LOST BOYS?  NEVEREVERLAND UP MY ASS . . .

Rumors have recently surfaced regarding a string of child abductions among the members of the Krewe of Drips & Discharges. There has been an ongoing series of strange disappearances of young male members of the Krewe.  In every case, the victim turns up several days later telling tales about being lured to a place called “Nevereverland”, some kind of abusement park located far away, in the California hills. Their reports included frequent mention of “pixie dust”, faeries, pirates, indians, and a strange man -- wearing only a single sequined glove and ranting about sleep overs.

While details are still sketchy, some information has begun to surface. A youngster, who we will simply call Michael, reported being under the influence of a strange plastic-faced figure claiming to be called Peter Man.  Peter Man possesses a small ape and a huge ego.  M. spoke of battles with silk clad pirates, Wendy O. Williams’s look-alikes, feathered Tiger Lilies and a band of street urchins searching for their mummy.  They were lamenting the disappearance of “Big George”, a legendary Immoral figure reported to have disappeared to Nevereverland sometime after last years Krewe du Vieux parade.  Rumor has it; George was last seen trading anecdotes with Fatty Arbuckle.  He also spoke of another man in a black wig, wearing tights, and having a large fetish paddle in place of one of his hands. He was reported to be running around Nevereverland, swinging his paddle at everyone and screaming, “Just wait until I get you Peter Man! You will get it in the end!”

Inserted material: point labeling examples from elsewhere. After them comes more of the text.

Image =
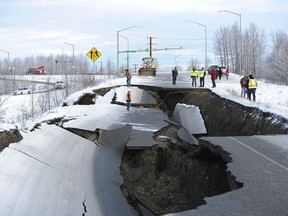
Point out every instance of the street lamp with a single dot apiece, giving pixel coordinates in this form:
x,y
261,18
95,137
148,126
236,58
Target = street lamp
x,y
127,49
118,43
175,59
73,57
7,59
240,65
205,41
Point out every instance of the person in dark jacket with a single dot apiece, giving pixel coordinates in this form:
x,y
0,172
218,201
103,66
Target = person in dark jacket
x,y
213,74
128,99
252,85
174,75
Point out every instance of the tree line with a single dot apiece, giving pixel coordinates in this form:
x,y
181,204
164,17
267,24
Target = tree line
x,y
267,59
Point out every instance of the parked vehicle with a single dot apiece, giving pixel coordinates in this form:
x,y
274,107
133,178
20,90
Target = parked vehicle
x,y
36,71
21,91
60,84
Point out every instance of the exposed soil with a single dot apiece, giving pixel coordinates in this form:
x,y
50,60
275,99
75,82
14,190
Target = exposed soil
x,y
174,177
10,136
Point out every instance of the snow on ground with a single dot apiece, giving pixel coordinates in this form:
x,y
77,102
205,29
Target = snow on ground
x,y
269,97
30,151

When Michael was found by authorities, he was wandering aimlessly through the streets of the French Quarter, clad only in a nightshirt, slippers, top hat and a silly grin.  He claimed the trip was quite a “Thriller” for a young man.

These events seem to have triggered a series of recovered memories for recovering members of the Krewe of Drips and Discharges. Many have recently been spotted roaming the Bywater, dressed as pirates and waifs, re-enacting painful memories of childhood past and an abundance of Mardi Gras excesses. They talk incessantly of probing, then suddenly burst into song and dance numbers about Billy Jean King, disowning her amorous advances, and her claims of Peter Man fathering her bastard child. The group is reported to be searching for their lost youth and on a “Quest for Immorality”. There were also reports of a covert mission underway in the French Quarter in search of one “Tinkerbell”, a local faerie and source of rare, high-grade pixie dust.  Tinkerbell is rumored to inhabit the balconies at the State Palace Theater, and to be a connoisseur of fine music and debauchery.  Sources indicated she could be found flying high around there sometime after 9:00 PM on Saturday, February 7th.